BREAKING: Supreme Court BLOCKS Trump's Tariffs (Most Arent Ready)
Source: Felix Friends | Date: February 22, 2026
Investment Thesis
The Supreme Court struck down Trump's IEEA-based tariffs (~50% of total tariffs), reducing the effective US tariff rate from 16.9% to 9.1%, which is deflationary and potentially bullish for risk assets short-term. However, Trump immediately imposed new 10% global tariffs under Section 122 (150-day expiry), creating massive policy uncertainty that will dominate markets through the midterm elections and likely benefit financial institutions while punishing retailers and importers.
Sentiment
NEUTRAL (cautiously optimistic short-term, uncertain medium-term)
Time Horizon
MEDIUM-TERM (through November 2026 midterms)
Key Takeaways
- Supreme Court ruling removes ~$175B in tariffs but creates years of litigation chaos over potential refunds
- New Section 122 tariffs (10% global) are temporary (150 days) and require Congressional approval to become permanent
- Tariff reduction could lower inflation by ~0.8%, potentially allowing more Fed rate cuts
- Market impact depends on midterm election outcomes: Trump sweep = permanent tariffs, Democratic gains = lower tariffs permanently
- Smart money is reducing import-heavy retailers, buying domestic industrials, and cautiously adding big tech (Apple, Nvidia, Google)
Market Views
- Inflation Impact: Every 1% tariff increase = ~0.1% inflation; 9% tariff reduction could yield 0.8% less inflation (Yale Budget Lab estimate)
- Effective Tariff Rates: Dropped from 16.9% (highest since 1935) to 9.1% (still highest since 1946)
- China: Faces 35% total tariffs (25% existing + 10% new)

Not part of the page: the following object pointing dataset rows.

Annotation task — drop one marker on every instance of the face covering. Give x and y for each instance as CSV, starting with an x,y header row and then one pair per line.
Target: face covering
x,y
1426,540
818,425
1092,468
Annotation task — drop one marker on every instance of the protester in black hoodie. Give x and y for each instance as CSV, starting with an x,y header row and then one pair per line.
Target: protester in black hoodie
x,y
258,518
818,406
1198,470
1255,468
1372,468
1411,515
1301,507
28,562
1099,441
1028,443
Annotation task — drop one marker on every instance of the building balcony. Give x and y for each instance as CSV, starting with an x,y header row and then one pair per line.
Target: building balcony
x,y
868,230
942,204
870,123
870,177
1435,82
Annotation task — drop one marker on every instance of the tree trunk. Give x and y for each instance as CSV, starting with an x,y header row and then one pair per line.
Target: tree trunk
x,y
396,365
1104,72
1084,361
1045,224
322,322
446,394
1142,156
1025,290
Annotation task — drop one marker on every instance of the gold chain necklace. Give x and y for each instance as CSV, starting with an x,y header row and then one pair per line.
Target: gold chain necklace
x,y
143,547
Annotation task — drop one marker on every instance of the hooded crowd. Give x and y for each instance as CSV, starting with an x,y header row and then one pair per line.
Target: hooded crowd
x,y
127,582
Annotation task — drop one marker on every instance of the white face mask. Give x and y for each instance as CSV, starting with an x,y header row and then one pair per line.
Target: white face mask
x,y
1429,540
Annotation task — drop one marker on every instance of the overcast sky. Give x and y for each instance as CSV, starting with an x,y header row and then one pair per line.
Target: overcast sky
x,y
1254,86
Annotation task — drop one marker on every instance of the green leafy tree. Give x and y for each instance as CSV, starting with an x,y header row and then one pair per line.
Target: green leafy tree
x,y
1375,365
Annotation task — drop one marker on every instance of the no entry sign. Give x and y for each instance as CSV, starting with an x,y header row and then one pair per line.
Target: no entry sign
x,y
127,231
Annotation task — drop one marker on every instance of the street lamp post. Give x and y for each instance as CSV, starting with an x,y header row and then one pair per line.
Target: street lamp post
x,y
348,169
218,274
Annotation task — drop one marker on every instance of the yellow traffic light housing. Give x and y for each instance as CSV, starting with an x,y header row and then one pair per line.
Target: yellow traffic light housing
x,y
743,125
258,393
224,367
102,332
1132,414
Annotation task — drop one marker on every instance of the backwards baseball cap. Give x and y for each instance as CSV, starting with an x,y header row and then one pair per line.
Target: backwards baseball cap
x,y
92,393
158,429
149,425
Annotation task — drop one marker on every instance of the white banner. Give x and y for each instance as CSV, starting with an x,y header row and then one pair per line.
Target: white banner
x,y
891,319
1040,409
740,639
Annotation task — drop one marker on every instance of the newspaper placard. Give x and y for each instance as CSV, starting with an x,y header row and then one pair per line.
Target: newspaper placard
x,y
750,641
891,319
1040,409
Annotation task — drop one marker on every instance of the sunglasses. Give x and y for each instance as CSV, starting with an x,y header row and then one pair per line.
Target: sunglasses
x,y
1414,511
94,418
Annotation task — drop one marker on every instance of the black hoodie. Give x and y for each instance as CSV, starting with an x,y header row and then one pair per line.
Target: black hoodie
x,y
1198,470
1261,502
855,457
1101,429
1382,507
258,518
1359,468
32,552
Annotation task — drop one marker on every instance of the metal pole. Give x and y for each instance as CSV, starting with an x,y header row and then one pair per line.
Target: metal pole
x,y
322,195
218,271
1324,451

- Europe/Japan/India/South Korea: Reset to 10% from 15-18%
- Section 122 Cliff: 150-day expiry will create significant volatility around deadline
- Dollar Strength: Tariff uncertainty creates stronger dollar, making US exports less competitive
- Fed Cuts: Lower inflation pressure increases probability of deeper rate cuts
Assets Discussed
- Costco (implicit) - Leading charge for tariff refunds; BULLISH (lower cost base, potential $175B windfall to importers)
- Apple, Nvidia, Google - Recent pop on tariff relief; BULLISH (creator made contrarian buy)
- Goldman Sachs, JP Morgan (banks generally) - BULLISH (love volatility, more trading volume/commissions)
- Domestic Industrials - BULLISH (reshoring theme continues despite tariff reduction)
- Import-Heavy Retailers - BEARISH (smart money reducing exposure due to refund uncertainty)
- Metals/Steel/Aluminum Producers - NEUTRAL to BEARISH (tariffs remain but foreign competition increases)
Risk Factors
- Massive Policy Uncertainty: "Materially more trade uncertainty" (Goldman Sachs) - tariff regime could completely reverse based on midterm election outcomes
- Litigation Chaos: $175B refund process could take years, creating unknown balance sheet impacts for importers/retailers
- Tariff Feedback Loop: Lower tariffs → less reshoring incentive → bigger trade deficit → more tariff pressure (vicious cycle)
Notable Quotes
"Goldman Sachs says there's slightly fewer tariffs, materially more uncertainty."
"Your job is to have a portfolio that's resilient. It's not a portfolio that does 100% a year. No, it's a portfolio that does relatively well in crisis. That's what the pros do."